14 December 2016

The Eskimo Word is Oosic

Most mammals, though not humans, a penis bone.

These range in size from tiny to "heroic" in size, with the aforementioned "Oosic" coming from an Walrus, and being rather large.

There is now some question as to why humans do not have this bone, even though some of our closer relatives, like the Chimpanzee, do:
The baculum, also called the os penis or penis bone, is a puzzling thing. It sits in the tip of the organ, not connected to any larger skeletal structure. Your pet cat has one if it is a he, as does your male dog. Many male mammals do — chimpanzees, gorillas, weasels and bears. The walrus has a particularly impressive baculum, up to 22 inches in length. The bone was even larger in the past. A fossilized, 4.5-foot os penis of an extinct walrus species fetched $8,000 at auction in 2007.

But humans, curiously, do not have penis bones. One reading of Genesis offered an explanation for the disappearing bone by way of creation myth. It was the penis bone, not a rib bone, a pair of biblical scholars argued in 2015, that God removed to fashion Eve from Adam. (This interpretation went over about as well as one might expect.)
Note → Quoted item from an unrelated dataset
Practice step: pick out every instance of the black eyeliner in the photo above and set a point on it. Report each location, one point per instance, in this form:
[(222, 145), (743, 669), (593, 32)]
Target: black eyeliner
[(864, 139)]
As to why humans lack the bones, a study published on Wednesday in the Proceedings of the Royal Society B offered a possible explanation. By the standards of primate reproduction, humans do not need to do the deed for a long enough time to warrant an os penis. Plus, our breeding habits are, in the context of our great ape cousins, fairly low-pressure.

A pair of researchers at the University College London examined several sexual characteristics of primates and mammal carnivores, including features like polygamy, testes mass, seasonal mating and intromission time (how long an act of penetration lasts). For primates, the best predictor for whether the male had a penis bone was if intromission lasted three minutes or longer. There was also a correlation between long intromission and length of the bone for both primates and carnivores.

Study author Matilda Brindle wrote at the Conversation that “humans don’t quite make it into the ‘prolonged intromission’ category. The average duration from penetration to ejaculation for human males is less than two minutes.” These long bouts of primate intromission are not exactly romantic. The end goal is gestation, not gesture. They are insurance to a male mammal, Brindle pointed out, that a female does not mate “with anyone else before his sperm have had a chance to work their magic.”
Less than 2 minutes for humans? Seriously?

Damn! I barely have her shoes untied in 2 minutes.*

As an aside, if you Google Oosic, the almost all first links are for knife handles made from Walrus baculi.

*It's not that I don't know how to untie shoes, it's that I am not using my hands.